Clinical Trials Logo
  1. Home
  2. Angelman Syndrome
  3. NCT00829439
  4. Details
NCT00829439 Clinical Trial

Study on Tolerability of Levodopa/Carbidopa in Children With Angelman Syndrome

Angelman Syndrome Clinical Trial

Official title:
A Dose-escalation Tolerability Study of Levodopa/Carbidopa in Angelman Syndrome

Clinical Trial Details — Status: Completed

Administrative data
NCT number NCT00829439
Other study ID # 08-10-0490
Secondary ID
Status Completed
Phase Phase 1
First received January 26, 2009
Last updated October 10, 2012
Start date January 2009
Est. completion date June 2010

Study information
Verified date October 2012
Source Children's Hospital Boston
Contact n/a
Is FDA regulated No
Health authority United States: Food and Drug Administration
Study type Interventional

Clinical Trial Summary

This study is designed to determine the highest dose of levodopa/carbidopa that can be tolerated without any serious side effects by children with Angelman syndrome.

It has been hypothesized that levodopa may lead to an improvement in the neurodevelopment and abnormal movements (e.g. tremors) in children with Angelman syndrome.

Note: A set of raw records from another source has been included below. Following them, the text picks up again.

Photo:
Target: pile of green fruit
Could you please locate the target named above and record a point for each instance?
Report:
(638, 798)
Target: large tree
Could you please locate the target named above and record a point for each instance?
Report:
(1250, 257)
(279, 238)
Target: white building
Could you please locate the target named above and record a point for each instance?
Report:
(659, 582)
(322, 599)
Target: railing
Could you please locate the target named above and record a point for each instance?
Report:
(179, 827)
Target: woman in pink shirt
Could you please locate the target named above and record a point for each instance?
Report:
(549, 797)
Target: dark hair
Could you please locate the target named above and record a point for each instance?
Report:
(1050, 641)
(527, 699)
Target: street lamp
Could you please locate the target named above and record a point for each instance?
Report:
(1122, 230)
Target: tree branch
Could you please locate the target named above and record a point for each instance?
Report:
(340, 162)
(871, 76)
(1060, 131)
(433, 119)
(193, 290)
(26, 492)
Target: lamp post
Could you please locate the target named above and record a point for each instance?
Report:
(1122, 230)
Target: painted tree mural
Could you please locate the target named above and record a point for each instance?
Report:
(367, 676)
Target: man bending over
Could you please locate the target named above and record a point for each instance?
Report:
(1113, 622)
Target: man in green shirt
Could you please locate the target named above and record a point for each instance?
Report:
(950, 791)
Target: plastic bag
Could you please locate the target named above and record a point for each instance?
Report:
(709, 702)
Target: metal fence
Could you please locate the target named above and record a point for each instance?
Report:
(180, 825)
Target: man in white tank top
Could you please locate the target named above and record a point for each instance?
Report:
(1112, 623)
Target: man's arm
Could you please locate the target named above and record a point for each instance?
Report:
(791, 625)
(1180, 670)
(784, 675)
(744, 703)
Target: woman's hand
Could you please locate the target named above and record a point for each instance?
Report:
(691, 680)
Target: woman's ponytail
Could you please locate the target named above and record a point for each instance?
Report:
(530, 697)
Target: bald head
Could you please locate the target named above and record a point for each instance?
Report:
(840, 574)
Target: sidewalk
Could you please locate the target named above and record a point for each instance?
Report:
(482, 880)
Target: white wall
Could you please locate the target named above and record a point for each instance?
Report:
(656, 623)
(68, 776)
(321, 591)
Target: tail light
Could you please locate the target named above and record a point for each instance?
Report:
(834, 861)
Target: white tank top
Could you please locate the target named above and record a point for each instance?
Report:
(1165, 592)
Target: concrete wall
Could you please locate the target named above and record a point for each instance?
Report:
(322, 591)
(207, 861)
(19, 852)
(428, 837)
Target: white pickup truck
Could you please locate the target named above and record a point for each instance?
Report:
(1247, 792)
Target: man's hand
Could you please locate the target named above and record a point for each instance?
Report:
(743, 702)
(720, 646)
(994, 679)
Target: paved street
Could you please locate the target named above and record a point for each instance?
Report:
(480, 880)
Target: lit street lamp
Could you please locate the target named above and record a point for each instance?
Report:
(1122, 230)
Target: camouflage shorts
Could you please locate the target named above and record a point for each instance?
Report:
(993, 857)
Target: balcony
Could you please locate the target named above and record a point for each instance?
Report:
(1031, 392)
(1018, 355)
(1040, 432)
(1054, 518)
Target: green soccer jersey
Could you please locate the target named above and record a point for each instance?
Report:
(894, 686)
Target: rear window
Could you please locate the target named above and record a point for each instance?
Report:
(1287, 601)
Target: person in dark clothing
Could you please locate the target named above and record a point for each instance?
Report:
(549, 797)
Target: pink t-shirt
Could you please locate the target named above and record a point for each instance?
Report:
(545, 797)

Data from this study will be used to design a phase II trial to determine the efficacy of levodopa in treating children with Angelman syndrome.

Description:

Levodopa is a prodrug that "delivers" dopamine to the brain. It is usually given with carbidopa, a peripheral decarboxylase inhibitor, to increase the bioavailability of levodopa. Animal studies have suggested that levodopa can reverse the excess phosphorylation of some enzymes involved in synaptic and neuronal function, including calcium/calmodulin-dependent kinase type 2 (CaMKII).

Recently, it was shown that excess phosphorylation of CaMKII may be responsible for some of the neurological deficits seen in Angelman syndrome. Therefore, it is hypothesized that levodopa may lead to an improvement in the neurodevelopment and abnormal movements (e.g. tremors) in children with Angelman syndrome.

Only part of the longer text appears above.